Perform the indicated operation. $$ \left(2 x^5+x^4-4 x^2\right)-\left(x^5-3\right) $$

Short answer

The result of the given operation is \(x^5 + x^4 - 4x^2 + 3\).

Step-by-step solution

Identify corresponding terms

In the given expression, the terms that correspond to each other based on their power are: \(2x^5\) and \(x^5\) (with degree 5), \(x^4\) (with degree 4), \(-4x^2\) and \(-3\) (constant term, i.e., degree 0).

Perform the subtraction

Now, subtract the like terms. Subtract \(x^5\) from \(2x^5\) to get \(x^5\). Subtract the constants. None is present in the first polynomial, so it's like subtracting \(-3\) from \(0\), yielding \(3\). The term \(x^4\) and \(-4x^2\) from the first polynomial do not have corresponding terms in the second polynomial, so they should be kept as it is.

Write the final answer

Now, gather all the results together to form the final polynomial after subtraction. The final polynomial becomes \(x^5 + x^4 - 4x^2 + 3\).

Key concepts

Polynomial Subtraction

Subtracting polynomials is a fundamental operation in algebra, where you subtract one polynomial from another.
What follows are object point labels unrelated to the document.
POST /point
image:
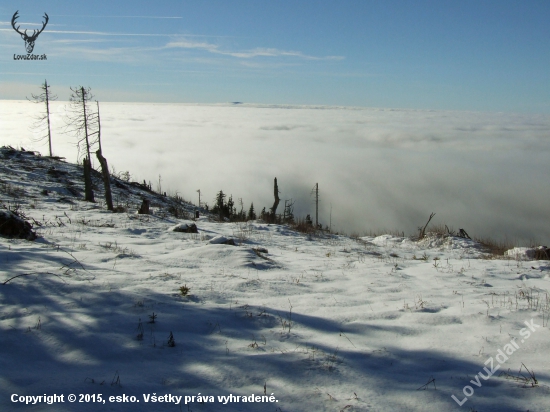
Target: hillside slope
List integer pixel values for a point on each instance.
(321, 322)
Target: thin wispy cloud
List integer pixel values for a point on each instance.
(121, 17)
(247, 54)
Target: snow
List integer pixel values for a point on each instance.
(324, 322)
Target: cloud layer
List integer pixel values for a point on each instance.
(376, 168)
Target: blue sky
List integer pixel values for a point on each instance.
(431, 54)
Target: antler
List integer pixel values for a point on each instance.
(43, 25)
(15, 16)
(35, 33)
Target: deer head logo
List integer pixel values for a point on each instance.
(29, 40)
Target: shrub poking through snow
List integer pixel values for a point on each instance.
(186, 228)
(171, 342)
(13, 226)
(184, 290)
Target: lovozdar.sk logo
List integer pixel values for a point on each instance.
(29, 39)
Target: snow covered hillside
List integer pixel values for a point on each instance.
(94, 307)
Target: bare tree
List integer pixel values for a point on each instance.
(104, 166)
(82, 121)
(42, 123)
(277, 200)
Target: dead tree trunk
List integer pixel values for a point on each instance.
(276, 194)
(106, 179)
(144, 209)
(104, 166)
(88, 192)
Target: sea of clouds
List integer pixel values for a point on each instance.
(376, 168)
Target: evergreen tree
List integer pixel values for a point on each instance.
(42, 123)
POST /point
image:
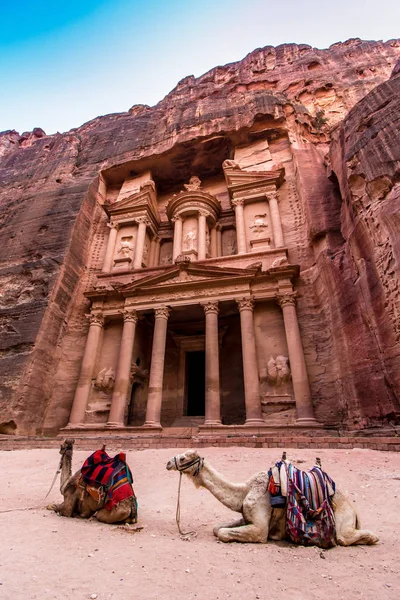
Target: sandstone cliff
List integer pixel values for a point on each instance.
(346, 244)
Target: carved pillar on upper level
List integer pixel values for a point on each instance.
(301, 387)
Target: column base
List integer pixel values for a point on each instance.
(152, 424)
(309, 421)
(254, 422)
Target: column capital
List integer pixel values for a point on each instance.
(245, 303)
(211, 307)
(162, 312)
(140, 220)
(130, 314)
(272, 195)
(237, 202)
(286, 299)
(96, 318)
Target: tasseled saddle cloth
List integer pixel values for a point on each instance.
(111, 476)
(307, 497)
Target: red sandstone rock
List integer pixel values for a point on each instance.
(342, 230)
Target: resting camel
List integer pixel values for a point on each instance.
(259, 521)
(78, 502)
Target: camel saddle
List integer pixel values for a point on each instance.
(306, 495)
(108, 477)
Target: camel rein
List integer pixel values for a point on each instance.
(199, 462)
(51, 487)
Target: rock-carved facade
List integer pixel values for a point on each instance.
(173, 315)
(226, 259)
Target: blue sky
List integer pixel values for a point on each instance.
(64, 63)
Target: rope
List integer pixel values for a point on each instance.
(189, 534)
(41, 502)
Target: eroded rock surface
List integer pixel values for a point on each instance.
(342, 229)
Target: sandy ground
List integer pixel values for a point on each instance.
(44, 556)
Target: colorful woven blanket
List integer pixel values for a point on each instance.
(113, 474)
(309, 514)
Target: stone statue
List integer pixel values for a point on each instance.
(189, 241)
(194, 184)
(105, 380)
(278, 370)
(125, 247)
(258, 225)
(230, 164)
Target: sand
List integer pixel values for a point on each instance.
(44, 556)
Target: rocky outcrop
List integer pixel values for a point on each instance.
(348, 247)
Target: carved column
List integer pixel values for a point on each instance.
(152, 252)
(177, 245)
(238, 205)
(202, 238)
(213, 408)
(140, 239)
(213, 242)
(250, 367)
(301, 388)
(275, 219)
(157, 251)
(112, 238)
(219, 240)
(121, 387)
(153, 411)
(83, 388)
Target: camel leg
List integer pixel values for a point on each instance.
(121, 513)
(256, 514)
(347, 533)
(236, 523)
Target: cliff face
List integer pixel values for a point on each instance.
(346, 225)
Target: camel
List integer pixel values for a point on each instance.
(78, 502)
(259, 521)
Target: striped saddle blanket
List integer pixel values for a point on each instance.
(307, 497)
(112, 474)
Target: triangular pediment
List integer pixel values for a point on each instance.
(191, 274)
(144, 198)
(236, 178)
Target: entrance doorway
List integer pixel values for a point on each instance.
(195, 383)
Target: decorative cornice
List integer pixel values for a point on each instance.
(237, 202)
(211, 307)
(96, 318)
(245, 304)
(130, 315)
(162, 312)
(287, 299)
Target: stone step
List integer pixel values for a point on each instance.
(140, 442)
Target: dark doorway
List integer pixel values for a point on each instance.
(195, 383)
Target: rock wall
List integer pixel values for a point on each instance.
(346, 224)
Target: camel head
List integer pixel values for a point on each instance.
(189, 462)
(66, 447)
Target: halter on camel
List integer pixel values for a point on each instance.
(184, 467)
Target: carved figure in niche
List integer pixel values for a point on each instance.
(194, 184)
(258, 225)
(125, 247)
(230, 246)
(278, 370)
(166, 259)
(105, 380)
(189, 242)
(146, 249)
(208, 241)
(230, 164)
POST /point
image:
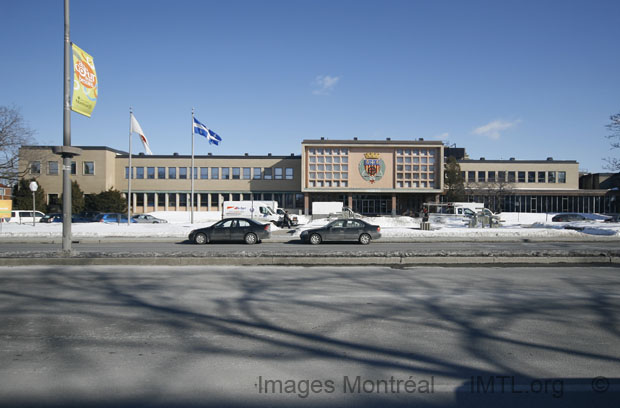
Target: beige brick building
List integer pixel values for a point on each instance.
(370, 176)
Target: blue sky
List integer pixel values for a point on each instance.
(524, 79)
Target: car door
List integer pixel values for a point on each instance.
(239, 229)
(353, 230)
(335, 231)
(221, 231)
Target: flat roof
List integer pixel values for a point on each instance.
(516, 161)
(378, 142)
(213, 156)
(80, 147)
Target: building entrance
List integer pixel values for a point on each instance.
(372, 204)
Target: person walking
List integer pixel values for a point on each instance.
(286, 222)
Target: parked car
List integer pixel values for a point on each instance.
(25, 216)
(568, 217)
(343, 230)
(232, 229)
(57, 217)
(113, 218)
(148, 219)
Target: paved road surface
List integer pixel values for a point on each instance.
(296, 247)
(231, 336)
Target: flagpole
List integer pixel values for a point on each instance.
(129, 174)
(66, 132)
(191, 172)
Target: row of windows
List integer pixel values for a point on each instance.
(284, 200)
(328, 151)
(514, 176)
(213, 173)
(88, 168)
(415, 152)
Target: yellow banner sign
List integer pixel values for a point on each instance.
(5, 208)
(85, 84)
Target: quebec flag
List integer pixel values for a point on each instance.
(210, 135)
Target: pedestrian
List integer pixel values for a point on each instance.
(287, 220)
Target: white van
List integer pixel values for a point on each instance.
(25, 216)
(258, 210)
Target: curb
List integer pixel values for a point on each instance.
(313, 261)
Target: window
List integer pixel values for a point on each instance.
(561, 177)
(52, 168)
(89, 168)
(35, 167)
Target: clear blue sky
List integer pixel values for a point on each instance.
(525, 79)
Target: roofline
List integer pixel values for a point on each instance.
(363, 142)
(516, 161)
(79, 147)
(187, 156)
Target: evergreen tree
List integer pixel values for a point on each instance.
(455, 186)
(22, 196)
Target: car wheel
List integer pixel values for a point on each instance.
(251, 238)
(201, 239)
(315, 239)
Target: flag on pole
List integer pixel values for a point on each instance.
(135, 128)
(210, 135)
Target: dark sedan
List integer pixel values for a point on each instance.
(232, 229)
(343, 230)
This involves distributing a negative sign and combining like terms.

In the given exercise, we need to subtract one polynomial from another:

• Start by writing the entire second polynomial with a negative sign in front of it.
• Once this is done, look at the terms that can be subtracted, such as those with the same power (like terms).
• After applying the negative sign, use addition of opposite signs to simplify.

This mastery of polynomial subtraction is vital in mathematics, as it prepares you for solving more complex equations and helps in understanding polynomial functions thoroughly.

Like Terms

Like terms in polynomials are terms that contain the same variable raised to the same power. It's essential to only combine terms that are truly 'like' to simplify expressions accurately.

In our example, identify the terms in both polynomials:

• Both polynomials have terms that include powers of 5, which are like terms.
• From the first polynomial, the term with power of 4 stands alone, as does the term with power of 2.
• Numbers with no variables (constants) are also considered like terms, even if they are from separate polynomials.

Recognizing like terms correctly makes subtraction much simpler and prevents common errors in combining unrelated terms.

Polynomial Degree

A polynomial's degree is the highest power of the variable in the expression. Recognizing the degree is important for various algebraic operations and solutions.

For the polynomials given, the degree is determined by the highest exponent:

• The term with the highest exponent is often the most significant in determining the behavior of the polynomial.
• In our example, the highest degree is 5, due to the term with \(x^5\).
• While dealing with subtraction, always line up the terms in descending order of degree before performing the operation.

Understanding degrees ensures you can effectively categorize and work with polynomials, leading to successful simplifications and solutions.

Mathematics Education

Learning polynomial operations is a crucial aspect of mathematics education, facilitating skill-building in algebra.

Students encounter various polynomials and must learn operations such as addition, subtraction, and multiplication to succeed in mathematics and related fields.

• These operations form the basis for understanding more complex mathematical concepts.
• Education focuses on teaching problem-solving methods, accuracy, and simplification of expressions.
• Regular practice with polynomial operations helps students understand abstract algebraic concepts better and prepares them for advanced courses.

Mathematics education aims to develop critical thinking and analytical skills, which are not only useful in math but in real-world problem-solving as well.